Take a look at the Source Distribution files: https://pypi.org/project/PySimpleGUI/#files
As far as I can see, it’s still all just Python.
Sure, and it’s really nice for big compiled projects to not have to compile that on every update.
They injected some binary code to make a code object (and in doing so inject some obfuscation)… if someone wants to violate the new license, they can easily work around it via installing through pip, commenting out that license check… Not that I endorse library license violations.
I put up packages on pypi with the last LGPL code versions for my own usage. I don’t plan on updating them much, but they work for me.
PySimpleGUI-4-foss And psgtray-foss.
The user has to have a key to use the software, no free account then no key after 30 days unless the developer paid for the key.
Although rug-pulls like this are dubious to say the least, neither should FOSS contributors be hauled over the coals simply because, to justify continuing to commit more and more time to a project. they need to generate some kind of revenue. If more FOSS advocates donated reasonable amounts of money to the projects they use, this kind of bollocks would be much less frequent, and the long term stability of projects would increase dramatically. Sadly, way to many people donate nothing. And way too many companies, as well.
This is so sad. I’m especially bothered about the force push to change history. This was a great library. Now I guess it’s time to either use the fork or find something else.
The history change was probably to avoid violating the LGPL. If any contributors don’t agree with the change (or you don’t want to do the onerous task of getting consensus as required) you should remove their contributions from the work you make closed source as the contributions still come under LGPL until the original author consents to the change.
Or at least that’s what people said here.
That’s incorrect in that you have to remove the contributions from source code or get permission. Rewriting git history doesn’t get permission or remove history. It just hides it.
Can anyone recommend a good alternative?
PyQt.
Ah yes, the complete opposite of “simple” with 20x the boilerplate. Pysimplegui was alternative to pyqt for a good reason.
@ebits21 Here’s the last LGPL licensed PySimpleGUI v4:
I hear mojo a callin
If previous code was lgpl then anyone with a git repo can simply reupload it to git and continue the project under a different name.
To whomever owns this project: fuck you for taking the work of multiple people and just taking it for yourself.
Bruh. This is why I hate all the open source license that are not GPL. Are not free software. I am not bother to pay for it. But I am bother to not see the code :(
Only to a certain extent.
The problem is that a lot of software is very complex and requires full-time development/maintenance. It’s simply not possible to work on stuff for free unless this is just a hobby and you can sustain yourself with a main job.

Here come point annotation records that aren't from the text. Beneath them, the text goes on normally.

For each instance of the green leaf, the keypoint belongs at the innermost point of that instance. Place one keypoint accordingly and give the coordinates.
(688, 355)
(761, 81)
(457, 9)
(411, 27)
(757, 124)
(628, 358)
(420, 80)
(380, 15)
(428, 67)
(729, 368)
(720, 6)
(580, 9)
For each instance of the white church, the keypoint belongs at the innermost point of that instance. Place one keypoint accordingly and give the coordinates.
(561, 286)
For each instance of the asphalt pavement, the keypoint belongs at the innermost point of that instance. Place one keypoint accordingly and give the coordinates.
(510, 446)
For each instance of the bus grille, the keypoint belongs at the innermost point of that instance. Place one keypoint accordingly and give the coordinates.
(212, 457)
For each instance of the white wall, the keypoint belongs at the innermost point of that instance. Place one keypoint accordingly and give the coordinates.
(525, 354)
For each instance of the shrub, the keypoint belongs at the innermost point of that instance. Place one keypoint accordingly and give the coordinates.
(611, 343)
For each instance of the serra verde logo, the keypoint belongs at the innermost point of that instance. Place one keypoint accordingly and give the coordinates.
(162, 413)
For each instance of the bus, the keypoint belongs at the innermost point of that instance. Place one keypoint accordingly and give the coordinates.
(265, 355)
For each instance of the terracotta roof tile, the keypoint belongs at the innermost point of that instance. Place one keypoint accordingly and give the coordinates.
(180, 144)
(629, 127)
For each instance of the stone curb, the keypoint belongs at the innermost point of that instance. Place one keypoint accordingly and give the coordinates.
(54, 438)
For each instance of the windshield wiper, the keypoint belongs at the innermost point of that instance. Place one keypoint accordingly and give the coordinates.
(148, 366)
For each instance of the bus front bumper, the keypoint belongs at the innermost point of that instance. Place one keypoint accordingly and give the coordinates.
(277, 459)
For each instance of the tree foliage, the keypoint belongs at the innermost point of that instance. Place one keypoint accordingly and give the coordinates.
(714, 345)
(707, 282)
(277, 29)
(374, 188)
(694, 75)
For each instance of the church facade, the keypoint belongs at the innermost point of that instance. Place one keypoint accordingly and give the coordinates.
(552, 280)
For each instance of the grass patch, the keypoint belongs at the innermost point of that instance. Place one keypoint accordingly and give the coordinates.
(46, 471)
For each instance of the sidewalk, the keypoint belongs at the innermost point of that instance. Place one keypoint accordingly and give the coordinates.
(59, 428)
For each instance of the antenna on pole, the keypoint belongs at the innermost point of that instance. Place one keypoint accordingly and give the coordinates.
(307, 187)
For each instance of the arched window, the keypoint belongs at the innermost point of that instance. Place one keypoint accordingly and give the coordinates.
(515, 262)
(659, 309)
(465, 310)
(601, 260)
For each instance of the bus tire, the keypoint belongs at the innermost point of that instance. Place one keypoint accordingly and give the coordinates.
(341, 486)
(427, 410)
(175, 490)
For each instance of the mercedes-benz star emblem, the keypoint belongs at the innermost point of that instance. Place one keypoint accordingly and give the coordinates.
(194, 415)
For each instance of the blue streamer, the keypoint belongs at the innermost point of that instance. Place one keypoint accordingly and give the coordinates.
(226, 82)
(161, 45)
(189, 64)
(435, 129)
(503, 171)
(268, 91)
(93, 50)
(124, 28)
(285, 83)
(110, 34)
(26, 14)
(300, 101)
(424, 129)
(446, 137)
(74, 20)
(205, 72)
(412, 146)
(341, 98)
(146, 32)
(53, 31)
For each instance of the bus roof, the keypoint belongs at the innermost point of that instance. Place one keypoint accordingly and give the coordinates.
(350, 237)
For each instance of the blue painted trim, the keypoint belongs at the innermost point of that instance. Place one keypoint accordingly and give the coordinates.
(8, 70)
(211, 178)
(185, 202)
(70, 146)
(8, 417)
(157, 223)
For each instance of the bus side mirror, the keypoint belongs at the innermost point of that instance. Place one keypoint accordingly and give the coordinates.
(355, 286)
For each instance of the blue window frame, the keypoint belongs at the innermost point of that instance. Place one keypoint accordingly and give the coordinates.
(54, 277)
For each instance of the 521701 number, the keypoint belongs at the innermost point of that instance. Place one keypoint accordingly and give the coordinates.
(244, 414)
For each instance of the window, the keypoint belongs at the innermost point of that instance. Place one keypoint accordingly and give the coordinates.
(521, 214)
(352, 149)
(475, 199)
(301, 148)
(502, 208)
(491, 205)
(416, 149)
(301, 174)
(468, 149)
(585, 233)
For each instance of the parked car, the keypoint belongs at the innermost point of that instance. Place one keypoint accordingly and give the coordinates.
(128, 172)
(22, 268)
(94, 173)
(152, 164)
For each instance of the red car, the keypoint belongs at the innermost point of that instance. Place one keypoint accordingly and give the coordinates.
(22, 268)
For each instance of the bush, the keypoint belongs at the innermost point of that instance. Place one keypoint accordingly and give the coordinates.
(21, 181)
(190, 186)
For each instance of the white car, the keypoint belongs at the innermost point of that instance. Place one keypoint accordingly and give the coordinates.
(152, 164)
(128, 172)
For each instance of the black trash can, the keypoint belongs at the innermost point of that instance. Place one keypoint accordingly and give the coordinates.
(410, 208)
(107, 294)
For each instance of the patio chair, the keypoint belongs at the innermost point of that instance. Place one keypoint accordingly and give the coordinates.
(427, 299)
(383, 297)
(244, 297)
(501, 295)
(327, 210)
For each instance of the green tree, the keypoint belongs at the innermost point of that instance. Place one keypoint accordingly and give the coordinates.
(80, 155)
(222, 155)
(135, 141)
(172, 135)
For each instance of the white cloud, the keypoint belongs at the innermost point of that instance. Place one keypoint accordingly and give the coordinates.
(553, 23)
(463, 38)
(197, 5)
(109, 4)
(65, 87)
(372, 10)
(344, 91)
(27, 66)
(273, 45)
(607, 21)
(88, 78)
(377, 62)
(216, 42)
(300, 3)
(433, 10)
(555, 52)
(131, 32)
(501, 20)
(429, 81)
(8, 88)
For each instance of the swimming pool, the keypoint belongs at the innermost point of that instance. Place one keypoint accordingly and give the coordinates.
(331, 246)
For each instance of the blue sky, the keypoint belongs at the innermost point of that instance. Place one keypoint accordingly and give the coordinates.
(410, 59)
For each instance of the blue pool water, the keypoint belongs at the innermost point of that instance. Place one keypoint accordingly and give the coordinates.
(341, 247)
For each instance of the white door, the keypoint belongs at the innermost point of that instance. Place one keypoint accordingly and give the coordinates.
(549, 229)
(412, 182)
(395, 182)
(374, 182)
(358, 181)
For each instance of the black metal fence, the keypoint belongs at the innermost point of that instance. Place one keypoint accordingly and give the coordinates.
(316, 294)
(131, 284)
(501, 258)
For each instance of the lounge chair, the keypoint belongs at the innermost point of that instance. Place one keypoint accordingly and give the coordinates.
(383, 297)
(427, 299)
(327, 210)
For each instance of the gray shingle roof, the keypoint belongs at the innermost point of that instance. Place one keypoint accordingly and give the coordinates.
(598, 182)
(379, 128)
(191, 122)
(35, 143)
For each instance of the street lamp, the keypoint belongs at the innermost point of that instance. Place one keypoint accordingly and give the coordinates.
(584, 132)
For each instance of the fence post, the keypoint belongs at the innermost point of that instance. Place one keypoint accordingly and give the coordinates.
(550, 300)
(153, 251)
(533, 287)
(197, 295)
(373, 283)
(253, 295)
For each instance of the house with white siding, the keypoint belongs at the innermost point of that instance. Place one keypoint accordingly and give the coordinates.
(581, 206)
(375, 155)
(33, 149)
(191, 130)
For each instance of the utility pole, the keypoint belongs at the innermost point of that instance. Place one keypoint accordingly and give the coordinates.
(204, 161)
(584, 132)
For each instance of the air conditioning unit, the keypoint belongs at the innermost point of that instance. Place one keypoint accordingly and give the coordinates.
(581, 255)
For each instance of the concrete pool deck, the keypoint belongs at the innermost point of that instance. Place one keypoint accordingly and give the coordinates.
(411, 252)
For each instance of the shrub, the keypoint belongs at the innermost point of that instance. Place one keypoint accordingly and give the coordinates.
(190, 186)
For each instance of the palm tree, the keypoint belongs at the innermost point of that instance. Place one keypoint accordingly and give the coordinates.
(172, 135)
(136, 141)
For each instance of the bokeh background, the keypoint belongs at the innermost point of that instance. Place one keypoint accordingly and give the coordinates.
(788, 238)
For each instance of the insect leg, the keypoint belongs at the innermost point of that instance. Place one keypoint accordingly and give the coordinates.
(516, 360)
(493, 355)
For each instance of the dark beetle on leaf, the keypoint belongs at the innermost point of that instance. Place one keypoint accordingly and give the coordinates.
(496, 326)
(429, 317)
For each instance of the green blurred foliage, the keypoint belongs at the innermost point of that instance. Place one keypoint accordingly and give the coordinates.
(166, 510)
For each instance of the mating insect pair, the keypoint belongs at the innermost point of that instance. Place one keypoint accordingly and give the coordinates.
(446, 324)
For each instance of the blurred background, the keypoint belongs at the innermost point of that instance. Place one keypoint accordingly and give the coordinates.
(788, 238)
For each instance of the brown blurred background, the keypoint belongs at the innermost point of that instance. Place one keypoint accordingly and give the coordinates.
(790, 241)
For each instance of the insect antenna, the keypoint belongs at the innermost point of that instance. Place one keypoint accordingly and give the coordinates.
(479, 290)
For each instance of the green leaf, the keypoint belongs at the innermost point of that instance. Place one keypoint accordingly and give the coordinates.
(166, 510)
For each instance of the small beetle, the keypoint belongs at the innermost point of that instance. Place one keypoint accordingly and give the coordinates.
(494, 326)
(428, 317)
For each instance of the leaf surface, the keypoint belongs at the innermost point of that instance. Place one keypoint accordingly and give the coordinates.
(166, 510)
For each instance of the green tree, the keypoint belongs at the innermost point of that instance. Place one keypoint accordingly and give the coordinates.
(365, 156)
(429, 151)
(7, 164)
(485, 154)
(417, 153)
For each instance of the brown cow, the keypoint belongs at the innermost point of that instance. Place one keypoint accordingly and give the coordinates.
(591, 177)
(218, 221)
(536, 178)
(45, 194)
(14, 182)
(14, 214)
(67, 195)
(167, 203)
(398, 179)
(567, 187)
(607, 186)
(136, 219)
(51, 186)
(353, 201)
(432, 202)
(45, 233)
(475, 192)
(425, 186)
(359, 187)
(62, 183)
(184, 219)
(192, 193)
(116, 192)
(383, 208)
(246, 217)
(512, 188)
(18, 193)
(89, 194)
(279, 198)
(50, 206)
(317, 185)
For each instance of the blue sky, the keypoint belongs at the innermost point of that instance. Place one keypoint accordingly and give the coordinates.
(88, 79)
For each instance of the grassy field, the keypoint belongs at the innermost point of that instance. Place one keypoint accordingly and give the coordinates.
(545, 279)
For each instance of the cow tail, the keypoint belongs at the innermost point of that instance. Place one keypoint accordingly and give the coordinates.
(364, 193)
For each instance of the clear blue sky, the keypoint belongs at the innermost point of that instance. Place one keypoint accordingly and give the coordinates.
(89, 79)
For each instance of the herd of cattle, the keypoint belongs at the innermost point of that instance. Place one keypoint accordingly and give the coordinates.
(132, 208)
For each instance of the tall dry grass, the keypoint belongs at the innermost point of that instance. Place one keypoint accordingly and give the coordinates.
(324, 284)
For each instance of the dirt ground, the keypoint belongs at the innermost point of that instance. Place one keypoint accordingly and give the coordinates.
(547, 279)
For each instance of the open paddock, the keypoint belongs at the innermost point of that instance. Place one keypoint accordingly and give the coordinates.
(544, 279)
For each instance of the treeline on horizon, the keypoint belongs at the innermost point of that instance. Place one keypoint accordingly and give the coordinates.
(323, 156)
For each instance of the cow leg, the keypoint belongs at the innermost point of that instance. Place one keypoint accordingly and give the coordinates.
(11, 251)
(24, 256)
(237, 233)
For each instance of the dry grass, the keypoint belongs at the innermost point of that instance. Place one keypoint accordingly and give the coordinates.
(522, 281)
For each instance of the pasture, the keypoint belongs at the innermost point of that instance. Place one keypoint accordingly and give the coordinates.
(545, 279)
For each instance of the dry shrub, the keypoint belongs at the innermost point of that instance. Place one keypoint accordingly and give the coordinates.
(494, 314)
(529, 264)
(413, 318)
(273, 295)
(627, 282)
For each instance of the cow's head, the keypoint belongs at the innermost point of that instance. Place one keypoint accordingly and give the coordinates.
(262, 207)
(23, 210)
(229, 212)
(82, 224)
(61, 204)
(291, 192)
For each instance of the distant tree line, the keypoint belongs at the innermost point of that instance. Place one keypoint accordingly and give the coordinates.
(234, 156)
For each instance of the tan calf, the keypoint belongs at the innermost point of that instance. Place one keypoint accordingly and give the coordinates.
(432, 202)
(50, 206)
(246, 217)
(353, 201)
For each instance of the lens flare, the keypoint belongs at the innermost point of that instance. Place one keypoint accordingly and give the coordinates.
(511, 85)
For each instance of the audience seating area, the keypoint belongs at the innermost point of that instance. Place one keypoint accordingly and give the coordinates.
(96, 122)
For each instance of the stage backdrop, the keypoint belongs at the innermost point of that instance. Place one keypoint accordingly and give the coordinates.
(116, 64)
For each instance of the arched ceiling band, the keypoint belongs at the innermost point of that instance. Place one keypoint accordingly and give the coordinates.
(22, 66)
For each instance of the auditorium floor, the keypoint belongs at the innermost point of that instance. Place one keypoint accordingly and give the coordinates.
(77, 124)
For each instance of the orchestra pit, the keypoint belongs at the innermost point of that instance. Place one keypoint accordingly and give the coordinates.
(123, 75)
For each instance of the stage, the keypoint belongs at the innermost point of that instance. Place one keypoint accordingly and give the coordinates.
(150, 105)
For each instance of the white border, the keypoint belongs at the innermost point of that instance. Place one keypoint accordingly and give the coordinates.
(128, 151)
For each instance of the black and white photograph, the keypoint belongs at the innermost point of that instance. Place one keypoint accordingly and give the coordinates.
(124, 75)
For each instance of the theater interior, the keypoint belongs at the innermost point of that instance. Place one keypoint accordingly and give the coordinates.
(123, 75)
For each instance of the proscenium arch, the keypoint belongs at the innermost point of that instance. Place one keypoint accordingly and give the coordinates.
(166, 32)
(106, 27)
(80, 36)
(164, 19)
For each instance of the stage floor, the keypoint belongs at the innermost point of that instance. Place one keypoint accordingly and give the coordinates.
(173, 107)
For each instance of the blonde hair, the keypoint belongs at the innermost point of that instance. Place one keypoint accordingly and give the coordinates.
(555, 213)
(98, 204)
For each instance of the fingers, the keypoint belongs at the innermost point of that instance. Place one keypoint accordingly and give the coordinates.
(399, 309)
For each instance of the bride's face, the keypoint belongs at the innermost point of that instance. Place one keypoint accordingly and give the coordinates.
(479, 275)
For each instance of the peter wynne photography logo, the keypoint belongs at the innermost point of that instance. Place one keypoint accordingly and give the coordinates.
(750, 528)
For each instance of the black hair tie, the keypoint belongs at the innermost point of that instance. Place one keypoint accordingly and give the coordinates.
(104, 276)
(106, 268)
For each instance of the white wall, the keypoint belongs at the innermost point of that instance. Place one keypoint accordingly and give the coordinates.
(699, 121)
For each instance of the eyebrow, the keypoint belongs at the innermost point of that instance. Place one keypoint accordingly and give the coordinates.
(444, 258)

The main thing I have a problem with this instance is the following sequence of events
- The developer licensed it as LGPL.
- They did not accept ANY contributions to the code.
- The project became popular enough for people to post about in the fediverse (quite popular then, I guess)
- They got donations for their work, but apparently it was not enough.
- They removed the project from being accessible and moved to a paid only model.
This tells me:
- Their intention all along was to abuse FOSS community for popularity, traction, clout and free testing by people who are also doing this stuff in their free time.
- They got donations, but for whatever reason it was not enough for them. => Were they expecting to make retirement level income from their project which is in a crowded segment?
Yeah if you really care about FOSS you should use GPL and not MIT BDS and a multiple license. Because at the end of the day the code can became close source in just a second. That is the point of GPL and the Foss. I am willing to pay with money because I can. But I am not willing to pay with trust.
What? The GPL would have offered no more protection for this exact scenario than the LGPL (or any other license for that matter).